Unfortunately, these interesting ideas are cut down in a hackneyed story loaded with clichés wrapped in the kind of uninspired plot you expect from a Steven Seagal direct-to-video entry.
Even Smith’s natural charisma has been fed through a de-flavorizer powered by tired tropes and banal dialogue.
As far as the CGI’d Fresh Prince, sometimes it works, sometimes you feel like you’re watching a video game version of Big Willie.
Clive Owen plays the villain, a demented patriot behind the cloning program. But he’s really just a third-rate Bond villain without charm or humanity … or a change of clothes. He’s either seething or plotting or manipulating. Seriously, it’s ridiculous.
And like most movies today, despite the presence of Mary Elizabeth Winstead, Gemini Man is as sexless as Mr. Rogers Neighborhood. As if this movie isn’t frustrating enough, we don’t even get a decent look at her during a strip search. What the hell, Hollywood?

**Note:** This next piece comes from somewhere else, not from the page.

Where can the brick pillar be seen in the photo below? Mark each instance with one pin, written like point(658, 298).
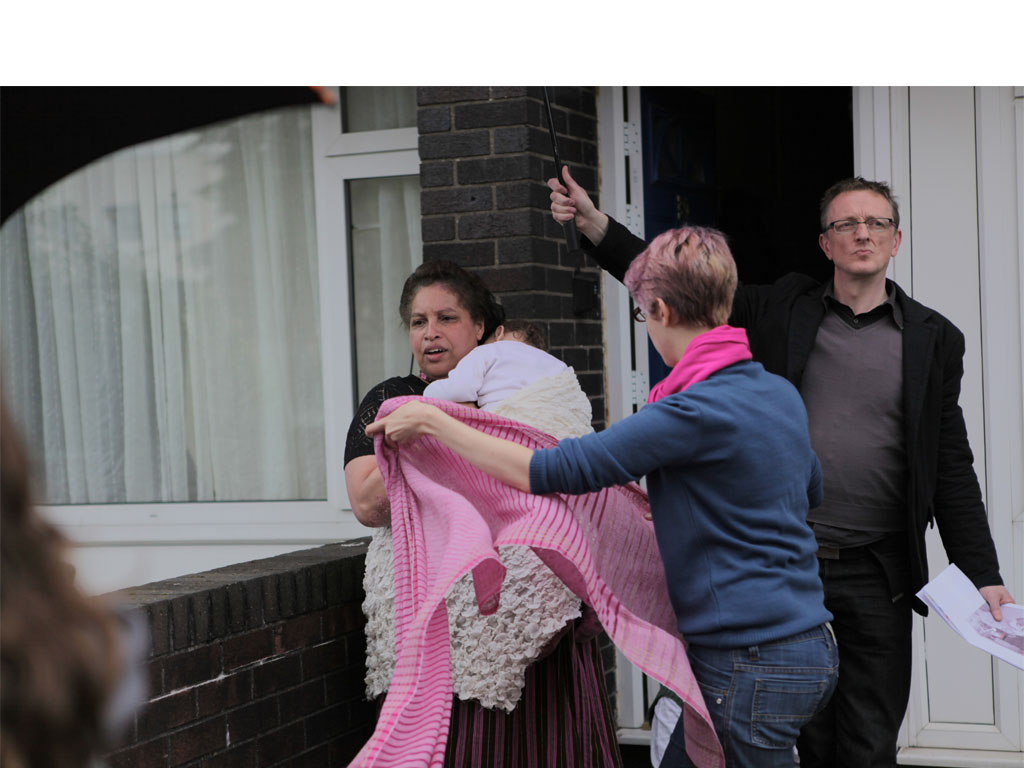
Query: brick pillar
point(485, 155)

When you learn that Gemini Man cost $140 million, it only adds to the disappointment and begs a question… You have $140 million and you’re still doing product placement? Coca Cola! Budweiser! Tostitos! It’s everywhere! And at a 120 fps, it is especially glaring and shameless.

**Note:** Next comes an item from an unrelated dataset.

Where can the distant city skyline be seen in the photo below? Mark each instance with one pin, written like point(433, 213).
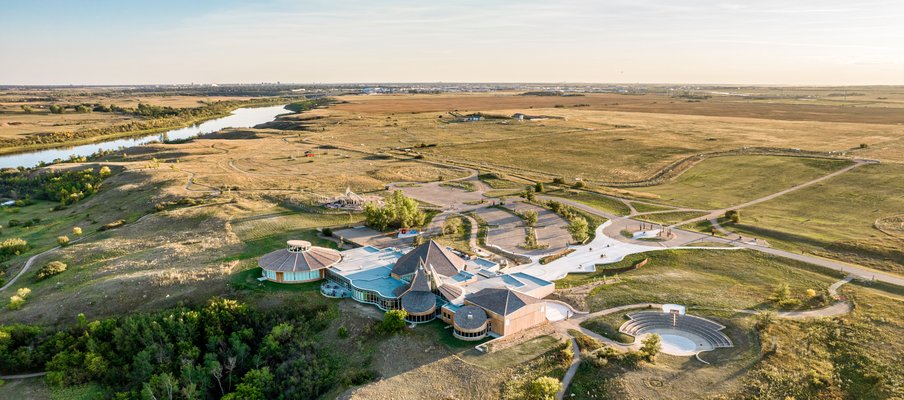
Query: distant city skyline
point(623, 41)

Not for a moment did I believe the relationships — not the father-son relationship between Clive Owen and the Fresh Prince, not the relationships between Henry and his eccentric war-cronies, not the relationship between Henry and Winstead’s character, and certainly not the ridiculous closing scene. No spark. No chemistry. No humanity.
Ang Lee is a great director but like another great director, Bob Zemeckis, his misguided love of technology is creating expensive visual gimmicks instead of cinema.
P.S. Since I was already at the movies, I decided to see Joker again. My opinion of it only rose the second time.